I rally like the way the tip of the second hand matches the orange part of the strap, both are proportionately minimal.










The stitching appears to be of fairly high quality. It's very even and consistent and appears to really sinched in pulling the material together in a manner which gives me confidence that it's not falling apart any time soon.

The metal keepers are fine, satin finish I would say. They are of a well proportioned thickness (a lot of the zulus just looks to Chunky to me) they appear strong and nicely finished.

There is no branding on the clasp which is of the same design as the keepers and perfectly fine with no bells ans whistles.










The only negative for me with this orange and black strap is the thickness.

It makes it feel overly chunky, and it is not as flexible as one would like especially at the part above and beyond the lungs where it wraps around your wrist making it feel a bit clumsy.



















You can see how much it adds to the overall thickness of the package and it feels a bit clumsy and floaty on my wrist.

I much prefer standard thickness NATO's , I have found myself reverting to my watch gecko James Bond nato and find it much more comfortable. These may break in well but I'm not enjoying them enough to wait and find out.




























Everything is the same with the next strap, same size, same brand but one big problem for me which I'll go onto.......

you may be able to see that there is a distinct difference in the weave of the material in the yellow edging and the main body.

This is not the case on the orange and black one where there does not appear to be any difference. The yellow bits seem loose and almost fluffy and in this appears to have caused the strap size to come in about half a mil over spec.










You can can see what this extra thinkness does, it in my opinion is very unattractive and bugs me to the extent that I don't use it.

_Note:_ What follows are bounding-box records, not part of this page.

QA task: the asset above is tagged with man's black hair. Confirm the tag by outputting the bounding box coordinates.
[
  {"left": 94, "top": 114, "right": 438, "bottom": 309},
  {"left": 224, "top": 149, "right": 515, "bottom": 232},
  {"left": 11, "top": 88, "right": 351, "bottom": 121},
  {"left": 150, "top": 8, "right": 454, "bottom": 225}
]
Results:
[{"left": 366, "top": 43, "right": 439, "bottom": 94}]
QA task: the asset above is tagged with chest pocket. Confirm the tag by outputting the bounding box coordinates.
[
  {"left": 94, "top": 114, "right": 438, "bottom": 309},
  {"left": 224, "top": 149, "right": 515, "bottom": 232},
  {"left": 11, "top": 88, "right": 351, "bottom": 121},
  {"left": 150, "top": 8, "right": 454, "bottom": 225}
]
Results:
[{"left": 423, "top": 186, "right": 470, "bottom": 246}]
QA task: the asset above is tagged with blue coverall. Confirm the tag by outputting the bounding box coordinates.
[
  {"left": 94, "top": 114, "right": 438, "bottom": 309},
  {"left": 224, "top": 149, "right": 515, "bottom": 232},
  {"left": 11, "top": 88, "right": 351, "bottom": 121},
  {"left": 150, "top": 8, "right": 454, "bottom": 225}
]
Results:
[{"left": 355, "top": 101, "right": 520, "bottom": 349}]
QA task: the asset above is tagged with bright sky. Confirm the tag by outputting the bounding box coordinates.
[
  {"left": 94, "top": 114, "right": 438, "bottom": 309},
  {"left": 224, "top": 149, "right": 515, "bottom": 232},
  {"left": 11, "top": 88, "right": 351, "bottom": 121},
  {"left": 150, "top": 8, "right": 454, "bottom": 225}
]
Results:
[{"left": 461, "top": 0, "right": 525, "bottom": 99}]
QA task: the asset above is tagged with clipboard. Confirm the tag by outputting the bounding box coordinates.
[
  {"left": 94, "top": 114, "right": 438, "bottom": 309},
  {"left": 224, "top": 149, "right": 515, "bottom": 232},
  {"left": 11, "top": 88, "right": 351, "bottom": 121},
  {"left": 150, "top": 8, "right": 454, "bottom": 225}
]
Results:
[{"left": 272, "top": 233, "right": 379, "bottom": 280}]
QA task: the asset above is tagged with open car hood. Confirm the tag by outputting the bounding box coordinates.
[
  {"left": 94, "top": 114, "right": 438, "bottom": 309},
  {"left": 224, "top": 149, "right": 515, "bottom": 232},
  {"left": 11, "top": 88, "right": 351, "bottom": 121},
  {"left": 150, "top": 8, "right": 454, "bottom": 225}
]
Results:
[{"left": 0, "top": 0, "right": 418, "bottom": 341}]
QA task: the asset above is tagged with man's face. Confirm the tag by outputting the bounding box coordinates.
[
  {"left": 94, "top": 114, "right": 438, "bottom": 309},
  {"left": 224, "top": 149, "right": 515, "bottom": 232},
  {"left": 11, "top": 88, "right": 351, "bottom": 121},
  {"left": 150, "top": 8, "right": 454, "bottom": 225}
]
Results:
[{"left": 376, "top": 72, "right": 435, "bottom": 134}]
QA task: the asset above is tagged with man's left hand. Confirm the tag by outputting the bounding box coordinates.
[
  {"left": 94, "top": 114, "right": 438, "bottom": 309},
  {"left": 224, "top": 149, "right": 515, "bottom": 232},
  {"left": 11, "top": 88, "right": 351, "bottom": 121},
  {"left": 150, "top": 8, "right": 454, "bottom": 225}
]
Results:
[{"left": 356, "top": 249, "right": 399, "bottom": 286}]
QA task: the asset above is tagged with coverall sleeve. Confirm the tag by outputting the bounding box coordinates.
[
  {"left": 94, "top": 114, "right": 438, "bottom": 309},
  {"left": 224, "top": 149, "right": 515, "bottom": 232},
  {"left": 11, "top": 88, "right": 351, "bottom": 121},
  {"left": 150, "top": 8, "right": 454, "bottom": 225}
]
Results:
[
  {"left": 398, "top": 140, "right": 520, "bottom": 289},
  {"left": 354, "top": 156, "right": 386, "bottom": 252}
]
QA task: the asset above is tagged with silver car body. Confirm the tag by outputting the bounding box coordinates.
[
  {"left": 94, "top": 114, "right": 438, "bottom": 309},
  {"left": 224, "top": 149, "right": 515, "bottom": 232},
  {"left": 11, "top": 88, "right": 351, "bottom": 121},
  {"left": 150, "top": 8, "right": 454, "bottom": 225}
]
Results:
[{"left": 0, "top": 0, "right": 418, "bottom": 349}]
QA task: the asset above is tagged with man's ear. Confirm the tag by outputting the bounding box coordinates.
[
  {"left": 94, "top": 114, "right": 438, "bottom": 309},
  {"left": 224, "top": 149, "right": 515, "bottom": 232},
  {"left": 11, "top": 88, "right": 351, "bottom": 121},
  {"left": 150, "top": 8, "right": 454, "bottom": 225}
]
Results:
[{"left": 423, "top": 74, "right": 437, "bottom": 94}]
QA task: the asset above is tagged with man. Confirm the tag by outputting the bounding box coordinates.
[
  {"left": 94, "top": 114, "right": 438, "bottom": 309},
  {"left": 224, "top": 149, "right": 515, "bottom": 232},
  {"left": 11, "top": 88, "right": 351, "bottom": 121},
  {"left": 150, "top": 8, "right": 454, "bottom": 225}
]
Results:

It's a further issue on top of the issues for me with them overall mentioned above.

You can see that the middle green part of the strap is very tight and it kind of steps up to the yellow which is looser.



















Essentially if if you don't mind your straps being a bit thick and rigid then they will probably be for you. I'm generally impressed with the quality. I'm guessing that the fluffyness of the yellow is to do with what is available. I've had paracord from the same brand and found that certain colours have a slightly different texture sometimes.

This is purely my opinion aesthetically I find them very attractive but comfort wise they are not from me.

People who like zulus and leather natos will probably like them a lot.

Hope this review is of some use to someone.

Thanks for reading if you got this far.............

These are about £13 on eBay - ebay seller Georgesstraps , has quite a good selection


----------



## MrF-UK82

The black and orange one looks great. I might get one and try it out on my Speedmaster!

Thanks for the pics pal :thumbs_up:


----------



## MrF-UK82

Just had mine turn up today and I think it looks great. I am really impressed with the quality and for £12.99 you really can't go wrong. I will definitely buy from these again.

Thank you for the recommendation @topheronetwoo :thumbsup:


----------



## topheronetwoo

MrF-UK82 said:


> Just had mine turn up today and I think it looks great. I am really impressed with the quality and for £12.99 you really can't go wrong. I will definitely buy from these again.
> 
> Thank you for the recommendation @topheronetwoo :thumbsup:


 You are very welcome matey , looks so good on the speedy !


----------



## MrF-UK82

topheronetwoo said:


> You are very welcome matey , looks so good on the speedy !


 Yes i'm chuffed to bits with it. I spoke to George the owner and he said they have lots more different styles coming out in the near future. High quality NATO's, leather straps, watch wraps, etc. A good guy by the sounds of it.


----------



## topheronetwoo

MrF-UK82 said:


> Yes i'm chuffed to bits with it. I spoke to George the owner and he said they have lots more different styles coming out in the near future. High quality NATO's, leather straps, watch wraps, etc. A good guy by the sounds of it.


 Well that's positive, will keep an eye out,nice one


----------



## Davey P

I'm quite well known on here for my dislike of NATO and Zulu straps, but that black and orange strap looks excellent :notworthy:

I can't help thinking it would look better as a normal 2 piece strap though, which would make it less bulky where there are currently two layers under the watch head. Apart from that, I really like it.

Is there a link to the seller please...? Just out of interest....


----------



## MrF-UK82

Davey P said:


> I'm quite well known on here for my dislike of NATO and Zulu straps, but that black and orange strap looks excellent :notworthy:
> 
> I can't help thinking it would look better as a normal 2 piece strap though, which would make it less bulky where there are currently two layers under the watch head. Apart from that, I really like it.
> 
> Is there a link to the seller please...? Just out of interest....


 The material of these feel so much better than a normal NATO strap. It is a seat belt like material, so is really soft. I know what you are saying about the two layers. It does make it quite bulky but personally I like that. I do love a NATO strap, and in my opinion these don't make the watch head sit too much further away from the wrist.

Since yesterday it seems George has a new website launched, which is www.georgesstraps.com - UK based company so no crazy P&P costs either. For £12.99 i'm really impressed, although I'd be surprised if they stay that cheap for too long!


----------